The album kicks off with ‘The Music’, which is a really nice opener and a good summation of what to expect throughout the EP. Falsetto vocals overlayed with solid drum machine beats and a whaling guitar solo thrown in for good measure. ‘Back To The Shore’ keeps the same feel going but doesn’t rely so heavily on the ‘80s tried and tested methods.
The entire release feels really familiar, which is a testament to his song writing ability. The arrangements aren’t smashing any moulds but they are done so well and are so easy to listen to that you can’t help but enjoy them even if electro music isn’t your thing.
Track three ‘All Too Real’ is already proving popular on Triple J and it’s not hard to see why. The chorus will be stuck in your head after one listen and once again the arrangements are ridiculously good. For me track four ‘Vampire’ is the highlight of the album. The track combines Michael Jackson-esque vocal yelps with a solid melodic bass line and shows how modern day electronic music is drawing on the best bits of the past three decades.
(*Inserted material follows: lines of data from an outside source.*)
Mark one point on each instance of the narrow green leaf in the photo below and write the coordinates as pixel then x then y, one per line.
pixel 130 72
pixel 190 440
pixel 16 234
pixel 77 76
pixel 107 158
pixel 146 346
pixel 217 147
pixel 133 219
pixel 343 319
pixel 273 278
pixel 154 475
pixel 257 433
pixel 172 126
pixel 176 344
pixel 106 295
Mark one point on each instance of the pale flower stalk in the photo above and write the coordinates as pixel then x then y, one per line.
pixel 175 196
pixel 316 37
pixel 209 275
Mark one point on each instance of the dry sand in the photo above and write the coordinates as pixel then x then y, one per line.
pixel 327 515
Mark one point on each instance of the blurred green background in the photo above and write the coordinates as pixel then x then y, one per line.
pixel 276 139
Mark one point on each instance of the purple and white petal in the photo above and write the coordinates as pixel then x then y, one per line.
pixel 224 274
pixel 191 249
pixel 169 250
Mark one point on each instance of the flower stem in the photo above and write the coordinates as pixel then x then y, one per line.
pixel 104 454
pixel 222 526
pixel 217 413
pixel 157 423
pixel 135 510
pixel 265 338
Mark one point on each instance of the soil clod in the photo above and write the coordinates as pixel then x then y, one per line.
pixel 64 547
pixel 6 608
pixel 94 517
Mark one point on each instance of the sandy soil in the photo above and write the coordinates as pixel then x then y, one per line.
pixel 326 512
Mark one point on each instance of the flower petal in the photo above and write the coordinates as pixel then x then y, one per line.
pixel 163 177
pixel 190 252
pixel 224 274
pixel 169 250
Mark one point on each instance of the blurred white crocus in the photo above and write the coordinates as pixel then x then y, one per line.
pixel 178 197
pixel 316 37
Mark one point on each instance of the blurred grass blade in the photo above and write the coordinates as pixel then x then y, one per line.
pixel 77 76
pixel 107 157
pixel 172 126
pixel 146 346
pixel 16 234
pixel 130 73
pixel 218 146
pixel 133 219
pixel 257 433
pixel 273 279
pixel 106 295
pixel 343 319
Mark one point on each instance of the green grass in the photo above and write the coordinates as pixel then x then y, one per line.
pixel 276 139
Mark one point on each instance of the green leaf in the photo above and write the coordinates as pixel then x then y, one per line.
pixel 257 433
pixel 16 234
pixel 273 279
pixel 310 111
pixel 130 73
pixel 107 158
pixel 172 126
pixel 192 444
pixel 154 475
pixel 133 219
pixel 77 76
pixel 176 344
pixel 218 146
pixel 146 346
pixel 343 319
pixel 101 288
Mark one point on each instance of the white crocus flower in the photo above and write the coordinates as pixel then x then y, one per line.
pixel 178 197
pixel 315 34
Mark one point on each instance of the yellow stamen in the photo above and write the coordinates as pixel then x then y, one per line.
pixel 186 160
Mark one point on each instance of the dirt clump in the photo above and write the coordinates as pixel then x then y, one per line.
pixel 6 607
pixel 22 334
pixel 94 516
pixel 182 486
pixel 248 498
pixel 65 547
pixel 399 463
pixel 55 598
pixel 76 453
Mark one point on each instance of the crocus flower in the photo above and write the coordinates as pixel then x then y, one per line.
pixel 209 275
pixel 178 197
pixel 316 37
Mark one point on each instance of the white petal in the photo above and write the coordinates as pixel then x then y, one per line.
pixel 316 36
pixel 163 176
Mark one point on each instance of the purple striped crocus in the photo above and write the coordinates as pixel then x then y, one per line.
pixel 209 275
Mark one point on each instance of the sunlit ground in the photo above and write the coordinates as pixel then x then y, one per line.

Closing and title track ‘Offtime’ is Jamiroquai-esque and, along with the rest of this release, will no doubt be a popular dance floor hit.
You have to wonder how mastermind and creator Darren Hart is going to pull this sound off live and if it will maintain its impact with just one musical genius onstage and presumably a stack of computers. But that aside this is definitely worth a listen and if the ‘80s weren’t or aren’t your thing, have a listen anyway. I challenge you to not enjoy it. 8/10.